Enterprise Gen AI Assistant

Background

  • Role: Business Analyst, Generative AI

  • Objective: To create a sophisticated, in-house AI-powered assistant using Azure Open AI APIs, tailored to meet the organization's specific needs and significantly enhance productivity across various functions.

  • Duration: 3 months

  • Key Responsibilities:

    • Scoping: Conducted extensive research to identify opportunities for AI integration within the organization's operations, with a focus on productivity enablement.

    • Roadmapping: Led the strategic planning process to outline the development roadmap for the Internal AI Assistant, emphasizing productivity enhancements.

    • Development Oversight: Collaborated with cross-functional teams to oversee the technical development, ensuring alignment with project objectives.

    • Use Case Identification: Worked closely with stakeholders to identify and prioritize use cases that would enable significant productivity gains.

    • Requirements Gathering: Gathered detailed requirements from end-users and subject matter experts to guide development.

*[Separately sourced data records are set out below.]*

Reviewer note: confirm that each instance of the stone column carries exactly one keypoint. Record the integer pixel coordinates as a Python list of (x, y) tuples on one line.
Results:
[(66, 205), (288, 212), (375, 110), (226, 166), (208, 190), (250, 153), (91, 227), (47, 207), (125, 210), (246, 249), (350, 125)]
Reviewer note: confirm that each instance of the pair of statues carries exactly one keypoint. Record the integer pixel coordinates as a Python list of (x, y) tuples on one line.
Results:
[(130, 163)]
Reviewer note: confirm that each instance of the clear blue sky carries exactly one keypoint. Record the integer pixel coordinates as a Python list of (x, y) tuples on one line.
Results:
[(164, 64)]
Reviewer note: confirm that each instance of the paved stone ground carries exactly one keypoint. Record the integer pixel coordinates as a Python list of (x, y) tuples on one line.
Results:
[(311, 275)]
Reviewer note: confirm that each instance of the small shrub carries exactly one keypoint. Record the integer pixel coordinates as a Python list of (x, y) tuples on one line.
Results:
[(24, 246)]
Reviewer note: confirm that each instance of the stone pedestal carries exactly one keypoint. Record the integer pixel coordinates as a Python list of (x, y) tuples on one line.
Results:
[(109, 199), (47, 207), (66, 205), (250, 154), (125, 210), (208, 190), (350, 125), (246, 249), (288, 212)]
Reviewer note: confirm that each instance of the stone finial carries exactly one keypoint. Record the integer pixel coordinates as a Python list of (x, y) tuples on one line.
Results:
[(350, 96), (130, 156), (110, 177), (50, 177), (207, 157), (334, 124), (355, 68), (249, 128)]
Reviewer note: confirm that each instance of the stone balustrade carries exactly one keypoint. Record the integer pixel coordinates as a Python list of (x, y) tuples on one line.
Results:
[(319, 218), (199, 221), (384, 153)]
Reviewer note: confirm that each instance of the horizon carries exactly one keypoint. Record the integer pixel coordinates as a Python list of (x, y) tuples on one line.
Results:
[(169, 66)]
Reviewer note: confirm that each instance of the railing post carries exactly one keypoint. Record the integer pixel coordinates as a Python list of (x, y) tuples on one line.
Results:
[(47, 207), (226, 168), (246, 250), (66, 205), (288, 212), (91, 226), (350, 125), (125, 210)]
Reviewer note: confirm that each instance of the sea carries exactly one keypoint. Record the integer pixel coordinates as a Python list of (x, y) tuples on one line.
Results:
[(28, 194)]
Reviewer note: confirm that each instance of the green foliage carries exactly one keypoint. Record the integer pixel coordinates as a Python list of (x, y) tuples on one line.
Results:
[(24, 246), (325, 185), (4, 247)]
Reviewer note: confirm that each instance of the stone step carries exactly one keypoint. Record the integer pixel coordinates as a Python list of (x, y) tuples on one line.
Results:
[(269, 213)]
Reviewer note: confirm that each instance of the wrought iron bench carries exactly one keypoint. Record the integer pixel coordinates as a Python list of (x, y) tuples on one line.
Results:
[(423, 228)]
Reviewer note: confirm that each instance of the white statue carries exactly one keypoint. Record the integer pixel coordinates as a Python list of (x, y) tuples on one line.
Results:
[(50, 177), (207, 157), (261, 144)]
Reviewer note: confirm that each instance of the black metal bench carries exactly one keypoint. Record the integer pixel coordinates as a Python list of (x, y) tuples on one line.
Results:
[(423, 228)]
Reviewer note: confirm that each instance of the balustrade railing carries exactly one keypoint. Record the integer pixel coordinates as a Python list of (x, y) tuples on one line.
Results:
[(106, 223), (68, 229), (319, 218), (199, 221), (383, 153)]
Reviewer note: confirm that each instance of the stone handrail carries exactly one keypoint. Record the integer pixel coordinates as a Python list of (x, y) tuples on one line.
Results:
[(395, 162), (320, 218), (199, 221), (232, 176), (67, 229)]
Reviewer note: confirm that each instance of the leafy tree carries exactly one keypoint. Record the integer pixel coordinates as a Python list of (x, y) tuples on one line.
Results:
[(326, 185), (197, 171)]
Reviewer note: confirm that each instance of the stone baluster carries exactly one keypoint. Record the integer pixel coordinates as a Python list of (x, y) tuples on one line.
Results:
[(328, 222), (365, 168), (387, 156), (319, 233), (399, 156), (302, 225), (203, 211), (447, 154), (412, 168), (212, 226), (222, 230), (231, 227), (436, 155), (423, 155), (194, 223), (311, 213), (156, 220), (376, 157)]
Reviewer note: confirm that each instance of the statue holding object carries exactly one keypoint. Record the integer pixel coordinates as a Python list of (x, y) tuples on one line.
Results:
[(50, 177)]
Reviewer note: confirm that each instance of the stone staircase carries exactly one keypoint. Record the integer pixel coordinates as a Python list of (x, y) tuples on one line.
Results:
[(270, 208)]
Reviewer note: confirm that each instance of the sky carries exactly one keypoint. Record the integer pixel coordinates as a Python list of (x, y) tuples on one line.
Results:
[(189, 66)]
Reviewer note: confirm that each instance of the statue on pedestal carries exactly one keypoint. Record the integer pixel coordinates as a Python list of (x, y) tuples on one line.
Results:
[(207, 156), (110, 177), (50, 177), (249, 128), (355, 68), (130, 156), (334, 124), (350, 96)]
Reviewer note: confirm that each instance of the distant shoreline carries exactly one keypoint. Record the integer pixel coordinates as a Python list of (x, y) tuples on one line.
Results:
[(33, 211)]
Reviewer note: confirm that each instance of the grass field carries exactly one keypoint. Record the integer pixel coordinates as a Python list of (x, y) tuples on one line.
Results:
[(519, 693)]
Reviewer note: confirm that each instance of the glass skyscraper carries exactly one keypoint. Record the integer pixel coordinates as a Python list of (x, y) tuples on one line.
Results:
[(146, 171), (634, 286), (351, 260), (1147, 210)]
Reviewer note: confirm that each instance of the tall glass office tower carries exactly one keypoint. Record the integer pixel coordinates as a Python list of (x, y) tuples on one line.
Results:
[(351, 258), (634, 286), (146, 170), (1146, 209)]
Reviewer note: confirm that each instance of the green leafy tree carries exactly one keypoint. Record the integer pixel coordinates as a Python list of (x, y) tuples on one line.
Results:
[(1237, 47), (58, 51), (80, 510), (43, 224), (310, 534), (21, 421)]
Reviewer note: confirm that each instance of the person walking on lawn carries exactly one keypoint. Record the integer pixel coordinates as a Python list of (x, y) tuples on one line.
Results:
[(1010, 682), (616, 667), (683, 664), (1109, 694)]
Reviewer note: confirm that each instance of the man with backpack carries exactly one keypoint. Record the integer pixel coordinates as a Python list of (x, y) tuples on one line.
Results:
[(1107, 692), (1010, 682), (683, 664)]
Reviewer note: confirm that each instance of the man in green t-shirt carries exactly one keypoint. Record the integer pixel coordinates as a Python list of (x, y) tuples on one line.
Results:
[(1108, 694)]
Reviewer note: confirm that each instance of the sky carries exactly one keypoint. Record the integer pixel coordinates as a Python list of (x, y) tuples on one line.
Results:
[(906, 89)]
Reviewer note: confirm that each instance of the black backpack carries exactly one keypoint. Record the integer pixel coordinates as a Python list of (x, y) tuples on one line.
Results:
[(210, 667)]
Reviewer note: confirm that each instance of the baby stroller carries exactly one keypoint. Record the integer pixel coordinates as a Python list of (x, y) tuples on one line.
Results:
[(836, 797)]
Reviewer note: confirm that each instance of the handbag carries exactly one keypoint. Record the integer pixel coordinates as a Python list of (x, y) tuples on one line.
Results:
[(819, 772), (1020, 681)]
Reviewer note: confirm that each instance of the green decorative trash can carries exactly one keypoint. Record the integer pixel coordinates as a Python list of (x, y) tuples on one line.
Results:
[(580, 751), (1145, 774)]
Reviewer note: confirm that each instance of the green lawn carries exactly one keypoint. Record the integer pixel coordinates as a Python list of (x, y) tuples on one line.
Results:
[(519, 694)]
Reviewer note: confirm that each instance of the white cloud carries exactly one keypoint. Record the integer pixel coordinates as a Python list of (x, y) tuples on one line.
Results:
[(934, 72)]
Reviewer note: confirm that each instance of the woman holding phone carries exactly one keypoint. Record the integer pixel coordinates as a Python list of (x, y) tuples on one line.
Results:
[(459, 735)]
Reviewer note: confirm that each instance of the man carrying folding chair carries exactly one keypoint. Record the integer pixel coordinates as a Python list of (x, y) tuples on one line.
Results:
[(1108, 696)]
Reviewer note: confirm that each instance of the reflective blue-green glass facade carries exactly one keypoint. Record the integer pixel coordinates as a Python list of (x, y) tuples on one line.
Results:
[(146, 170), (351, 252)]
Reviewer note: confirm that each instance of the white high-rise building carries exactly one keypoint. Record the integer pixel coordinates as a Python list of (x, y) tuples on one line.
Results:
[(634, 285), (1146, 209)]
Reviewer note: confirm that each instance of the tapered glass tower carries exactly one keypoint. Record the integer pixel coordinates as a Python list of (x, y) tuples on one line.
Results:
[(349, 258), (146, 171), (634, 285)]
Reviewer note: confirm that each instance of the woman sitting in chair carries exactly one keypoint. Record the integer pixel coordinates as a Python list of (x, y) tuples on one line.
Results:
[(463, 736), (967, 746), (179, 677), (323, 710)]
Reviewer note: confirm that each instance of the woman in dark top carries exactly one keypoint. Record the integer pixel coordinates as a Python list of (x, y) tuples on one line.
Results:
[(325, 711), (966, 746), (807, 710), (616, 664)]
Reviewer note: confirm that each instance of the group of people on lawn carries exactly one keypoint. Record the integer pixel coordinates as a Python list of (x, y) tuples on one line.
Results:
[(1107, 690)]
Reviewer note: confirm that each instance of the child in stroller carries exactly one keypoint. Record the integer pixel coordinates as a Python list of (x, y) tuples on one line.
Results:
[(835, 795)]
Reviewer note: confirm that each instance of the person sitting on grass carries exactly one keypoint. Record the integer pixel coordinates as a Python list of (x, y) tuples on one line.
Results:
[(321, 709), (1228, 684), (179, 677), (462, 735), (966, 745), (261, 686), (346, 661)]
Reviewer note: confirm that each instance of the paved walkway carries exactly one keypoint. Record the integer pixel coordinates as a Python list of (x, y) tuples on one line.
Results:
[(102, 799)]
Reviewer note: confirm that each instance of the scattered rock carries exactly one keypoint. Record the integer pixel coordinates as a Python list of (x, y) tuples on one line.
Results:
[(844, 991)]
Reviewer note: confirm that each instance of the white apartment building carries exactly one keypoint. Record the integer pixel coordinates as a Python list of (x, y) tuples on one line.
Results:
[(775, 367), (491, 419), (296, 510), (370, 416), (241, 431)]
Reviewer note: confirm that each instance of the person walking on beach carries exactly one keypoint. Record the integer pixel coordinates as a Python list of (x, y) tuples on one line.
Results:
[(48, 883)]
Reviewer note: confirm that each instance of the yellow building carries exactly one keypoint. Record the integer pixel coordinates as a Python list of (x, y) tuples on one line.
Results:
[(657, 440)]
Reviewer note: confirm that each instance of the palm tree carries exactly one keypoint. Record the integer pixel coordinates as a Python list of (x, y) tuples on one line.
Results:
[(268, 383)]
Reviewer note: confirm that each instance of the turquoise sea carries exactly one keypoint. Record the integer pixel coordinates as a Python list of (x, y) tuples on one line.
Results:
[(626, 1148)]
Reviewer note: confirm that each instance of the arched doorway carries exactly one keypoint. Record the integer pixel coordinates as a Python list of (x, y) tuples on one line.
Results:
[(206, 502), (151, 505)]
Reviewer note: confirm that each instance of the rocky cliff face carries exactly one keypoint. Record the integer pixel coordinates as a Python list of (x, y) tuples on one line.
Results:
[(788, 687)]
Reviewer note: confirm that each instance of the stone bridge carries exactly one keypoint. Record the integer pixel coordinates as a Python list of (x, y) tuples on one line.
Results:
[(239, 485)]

    • Workforce Education: Developed training materials and conducted workshops to educate employees on how to leverage the AI assistant for productivity gains.

Overview

  • Issue Identification: Recognized the need to empower employees with an Internal AI Assistant that goes beyond content generation, focusing on productivity enablement.

  • Methodology: Implemented a comprehensive development strategy, leveraging Azure Open AI APIs to create a secure, user-friendly, and highly adaptable Internal AI Assistant with a strong emphasis on productivity features.

  • Challenges: Addressed technical complexities related to AI model integration, data privacy, and customized productivity workflows while ensuring a seamless user experience in a HIPAA-compliant environment.

  • Impact: Successfully launched the Internal AI Assistant, resulting in significant productivity gains across various functions, including data-intensive tasks, decision-making processes, and information retrieval.

  • Adoption Rate: Achieved over 50% daily usage across the enterprise, demonstrating the value and effectiveness of the AI assistant.

Skills and Tools

  • Skills: Product Management, Generative AI, Agile Development, Strategic Planning, User Experience Design, Stakeholder Engagement, Continuous Improvement.

  • Tools: Azure Open AI APIs, GPT-4, ChromaDB, SDLC, RAG, RLHF.

Features

  • Intuitive Interface

    Designed an intuitive interface that not only allows for easy model switching and conversation management but also integrates Retrieval-Augmented Generation (RAG). This RAG capability enables natural language access to company-specific data, significantly enhancing productivity and knowledge access.

  • Developer Enablement

    Established a Plugin Library, empowering developers to create customized solutions well in advance of the release of custom GPTs.

  • Workforce Education

    Actively engaged in educating the workforce on the use of the internal AI assistant, ensuring that employees are well-equipped to leverage its capabilities effectively.